Recensie (WegWijs januari/februari 2012, jaargang 66, nr. 1)
De Generale Synode van de Gereformeerde Kerken (vrijgemaakt) verzocht aan de Theologische Universiteit om wetenschappelijke bezinning over het thema m/v in de kerk. Dit boek is een antwoord op dat verzoek. Geen makkelijke materie. Wel heel leesbaar geschreven.
Myriam Klinker behandelt eerst de vragen en uitgangspunten over het schriftgezag. Natuurlijk heeft heel de Bijbel goddelijk gezag. Maar niet altijd op dezelfde manier. Er is maar éénchristen geweest die naar Troas is gereisd om Paulus’ boeken op te halen (2 Tim. 4:13). Maar voor alle christenen geldt dat ze niet moeten stelen (Ef. 4:28). Tussen die twee uitersten ligt nogal wat. Welk gezag heeft de Bijbel precies voor ons vandaag in allerlei teksten die niet specifiek voor onze situatie zijn geschreven? Klinker beschrijft in haar eerste hoofdstuk hoe daarover (hermeneutiek) in Kampen is en wordt nagedacht.

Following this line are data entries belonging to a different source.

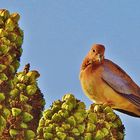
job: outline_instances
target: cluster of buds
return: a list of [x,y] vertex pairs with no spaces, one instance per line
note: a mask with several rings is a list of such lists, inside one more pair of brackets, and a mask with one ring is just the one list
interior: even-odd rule
[[16,74],[9,92],[9,107],[4,107],[7,120],[2,137],[30,140],[35,137],[38,122],[45,101],[37,85],[39,73],[29,71],[26,65],[23,72]]
[[10,15],[8,10],[0,10],[0,90],[6,81],[14,77],[19,67],[23,42],[19,18],[17,13]]
[[23,31],[18,26],[19,18],[17,13],[0,10],[0,135],[6,127],[8,93],[22,53]]
[[123,140],[124,127],[109,106],[91,105],[66,94],[45,110],[37,129],[37,140]]

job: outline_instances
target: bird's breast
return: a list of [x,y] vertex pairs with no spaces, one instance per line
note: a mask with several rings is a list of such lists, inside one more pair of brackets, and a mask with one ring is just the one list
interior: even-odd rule
[[80,73],[82,89],[91,100],[98,103],[102,102],[105,98],[103,97],[102,71],[103,68],[100,66],[94,67],[93,65],[89,65]]

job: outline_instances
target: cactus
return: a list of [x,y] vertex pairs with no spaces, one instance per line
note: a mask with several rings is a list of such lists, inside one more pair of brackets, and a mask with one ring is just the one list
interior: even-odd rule
[[33,139],[41,111],[43,95],[38,88],[37,71],[16,74],[22,53],[23,31],[19,14],[0,10],[0,139]]
[[124,126],[106,105],[84,102],[72,94],[43,113],[45,101],[35,70],[27,64],[17,73],[22,54],[20,15],[0,10],[0,139],[2,140],[123,140]]
[[124,126],[109,106],[83,102],[66,94],[43,112],[38,140],[123,140]]
[[[23,72],[16,74],[13,79],[12,89],[9,92],[9,113],[5,114],[7,127],[2,133],[2,138],[27,140],[35,137],[41,111],[44,108],[43,95],[37,86],[37,71],[29,71],[29,64]],[[9,127],[10,126],[10,127]],[[28,138],[28,134],[32,137]]]
[[0,135],[6,127],[8,93],[22,53],[23,31],[18,26],[19,18],[17,13],[0,10]]

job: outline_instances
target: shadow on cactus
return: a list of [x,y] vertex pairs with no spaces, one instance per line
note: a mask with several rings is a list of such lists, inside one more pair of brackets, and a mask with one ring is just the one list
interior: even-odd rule
[[72,94],[43,113],[45,100],[35,70],[27,64],[17,72],[22,54],[20,15],[0,10],[0,139],[1,140],[123,140],[124,126],[109,106],[87,110]]
[[123,140],[124,126],[109,106],[83,102],[66,94],[43,112],[38,140]]

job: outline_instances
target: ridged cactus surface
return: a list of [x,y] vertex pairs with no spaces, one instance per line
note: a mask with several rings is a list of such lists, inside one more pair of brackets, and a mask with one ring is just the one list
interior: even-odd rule
[[29,64],[17,73],[23,42],[19,19],[18,13],[0,10],[0,140],[123,140],[124,126],[109,106],[86,109],[66,94],[42,113],[39,73]]
[[124,127],[109,106],[85,104],[72,94],[55,101],[43,112],[38,140],[123,140]]
[[44,108],[43,95],[37,85],[37,71],[29,71],[26,65],[23,72],[16,74],[9,92],[9,108],[4,114],[7,127],[3,138],[30,140],[35,137],[38,122]]
[[44,108],[37,85],[39,73],[17,72],[22,54],[23,31],[19,14],[0,10],[0,140],[34,139]]
[[18,26],[19,18],[17,13],[0,10],[0,135],[6,127],[8,93],[22,53],[23,31]]

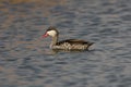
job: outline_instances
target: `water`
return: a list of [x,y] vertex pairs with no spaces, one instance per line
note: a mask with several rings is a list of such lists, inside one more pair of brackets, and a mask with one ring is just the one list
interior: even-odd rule
[[[131,87],[131,1],[0,2],[0,87]],[[41,38],[49,26],[95,42],[58,52]]]

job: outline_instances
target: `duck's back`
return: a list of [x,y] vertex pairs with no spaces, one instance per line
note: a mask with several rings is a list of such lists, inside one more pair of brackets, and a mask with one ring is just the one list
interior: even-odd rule
[[63,50],[87,50],[93,42],[79,40],[79,39],[67,39],[57,42],[52,46],[52,49],[63,49]]

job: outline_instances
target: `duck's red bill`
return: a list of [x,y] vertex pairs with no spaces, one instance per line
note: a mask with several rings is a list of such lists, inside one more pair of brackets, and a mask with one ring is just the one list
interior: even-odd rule
[[47,36],[48,36],[48,34],[46,33],[46,34],[43,35],[43,38],[45,38],[45,37],[47,37]]

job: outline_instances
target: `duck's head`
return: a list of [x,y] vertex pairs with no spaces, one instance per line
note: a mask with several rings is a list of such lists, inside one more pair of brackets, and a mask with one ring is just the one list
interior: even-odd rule
[[52,27],[52,26],[50,26],[47,30],[46,30],[46,33],[43,35],[43,37],[47,37],[47,36],[51,36],[51,37],[56,37],[56,36],[58,36],[58,30],[56,29],[56,27]]

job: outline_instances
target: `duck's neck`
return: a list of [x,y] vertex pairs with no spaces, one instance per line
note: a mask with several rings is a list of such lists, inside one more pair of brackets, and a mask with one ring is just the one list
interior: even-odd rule
[[57,42],[58,42],[58,35],[52,37],[52,41],[51,41],[50,47],[55,46]]

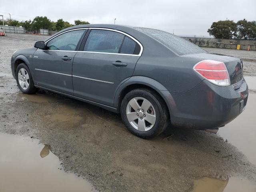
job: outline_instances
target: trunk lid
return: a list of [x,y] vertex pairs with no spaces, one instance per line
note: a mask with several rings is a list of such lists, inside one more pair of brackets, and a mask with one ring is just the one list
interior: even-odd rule
[[234,85],[240,82],[243,79],[243,63],[242,60],[239,58],[232,56],[207,53],[191,54],[183,55],[182,56],[201,58],[202,60],[210,59],[223,62],[225,63],[228,71],[231,85]]

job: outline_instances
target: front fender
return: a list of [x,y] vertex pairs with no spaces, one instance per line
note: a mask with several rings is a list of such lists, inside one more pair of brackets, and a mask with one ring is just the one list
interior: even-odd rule
[[133,76],[123,82],[117,88],[114,99],[114,107],[118,108],[119,100],[122,92],[130,85],[140,84],[148,86],[155,90],[165,102],[171,116],[172,111],[175,109],[176,105],[170,92],[162,84],[153,79],[142,76]]
[[[16,69],[14,68],[14,64],[15,62],[17,60],[22,60],[24,62],[26,63],[26,64],[28,66],[28,67],[29,68],[30,70],[30,72],[31,73],[31,75],[32,76],[32,77],[34,77],[34,70],[33,70],[33,68],[32,67],[32,64],[31,63],[31,62],[30,62],[30,61],[28,58],[26,57],[26,56],[23,55],[18,55],[13,60],[13,62],[12,62],[11,63],[11,68],[12,68],[12,76],[14,76],[14,78],[16,79],[15,77],[15,70]],[[34,79],[34,78],[33,78]]]

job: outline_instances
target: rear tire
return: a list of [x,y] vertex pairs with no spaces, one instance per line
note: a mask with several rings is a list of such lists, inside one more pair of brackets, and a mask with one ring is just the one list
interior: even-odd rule
[[24,63],[18,66],[15,73],[17,84],[22,92],[32,94],[36,92],[30,71]]
[[165,103],[159,95],[149,89],[140,88],[128,92],[122,101],[120,112],[128,130],[142,138],[158,136],[168,124]]

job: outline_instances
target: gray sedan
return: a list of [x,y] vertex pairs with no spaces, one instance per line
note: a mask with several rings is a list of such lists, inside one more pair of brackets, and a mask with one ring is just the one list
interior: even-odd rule
[[248,98],[241,59],[147,28],[72,27],[15,52],[11,68],[23,92],[47,90],[120,113],[144,138],[170,122],[216,129],[239,115]]

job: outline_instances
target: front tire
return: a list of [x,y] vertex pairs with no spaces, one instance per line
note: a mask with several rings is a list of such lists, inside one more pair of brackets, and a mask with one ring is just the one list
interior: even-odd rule
[[149,89],[138,89],[128,92],[122,101],[120,112],[127,129],[142,138],[157,136],[168,124],[165,103],[159,95]]
[[17,84],[22,92],[31,94],[36,92],[30,71],[24,63],[18,65],[15,74]]

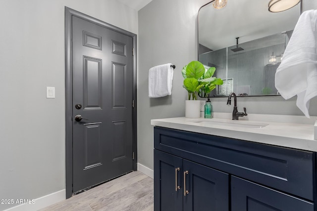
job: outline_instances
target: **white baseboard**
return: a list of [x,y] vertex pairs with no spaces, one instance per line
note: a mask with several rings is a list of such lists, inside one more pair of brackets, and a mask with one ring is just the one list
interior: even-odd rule
[[138,170],[149,176],[152,179],[154,178],[154,171],[148,167],[138,163]]
[[[46,196],[35,199],[29,200],[30,204],[23,204],[4,211],[34,211],[41,210],[50,205],[66,199],[66,189],[60,190]],[[32,202],[33,203],[32,204]]]

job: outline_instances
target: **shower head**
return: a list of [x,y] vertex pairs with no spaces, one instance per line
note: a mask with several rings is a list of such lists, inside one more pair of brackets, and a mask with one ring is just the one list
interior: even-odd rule
[[231,49],[233,52],[240,51],[240,50],[244,50],[244,49],[242,48],[241,47],[236,47],[235,48]]
[[235,48],[231,49],[230,50],[231,50],[233,52],[240,51],[240,50],[244,50],[244,49],[242,48],[242,47],[239,47],[239,42],[238,41],[238,40],[239,40],[239,38],[236,38],[236,39],[237,39],[237,47],[236,47]]

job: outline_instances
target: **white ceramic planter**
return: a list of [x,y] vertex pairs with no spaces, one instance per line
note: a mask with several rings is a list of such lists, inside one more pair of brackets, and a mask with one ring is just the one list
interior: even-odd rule
[[200,100],[186,100],[185,106],[185,117],[200,118]]

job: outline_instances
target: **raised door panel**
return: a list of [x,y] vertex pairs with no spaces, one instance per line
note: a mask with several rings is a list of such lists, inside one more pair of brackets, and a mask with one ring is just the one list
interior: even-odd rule
[[232,211],[313,211],[314,204],[231,176]]
[[183,210],[228,211],[228,174],[185,160],[183,165],[188,191],[184,193]]
[[182,163],[180,158],[154,150],[155,211],[183,210]]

In het tweede hoofdstuk bespreekt ze de opdrachten die aan vrouwen worden gegeven. Ze begint met een tekening van de maatschappelijke plaats van de vrouw in het Romeinse Rijk. Vallen de apostolische voorschriften voor vrouwen uit de toon of juist niet? De schrijfster noteert (p. 46, n. 25): ‘Gelijkaardige lijsten met plichten zijn namelijk te vinden in de contemporaine literatuur, maar toch verschillen ze sterk van de nieuwtesta¬mentische variant.’ Dan zou ik graag weten waar precies de overeenkomsten en verschillen liggen.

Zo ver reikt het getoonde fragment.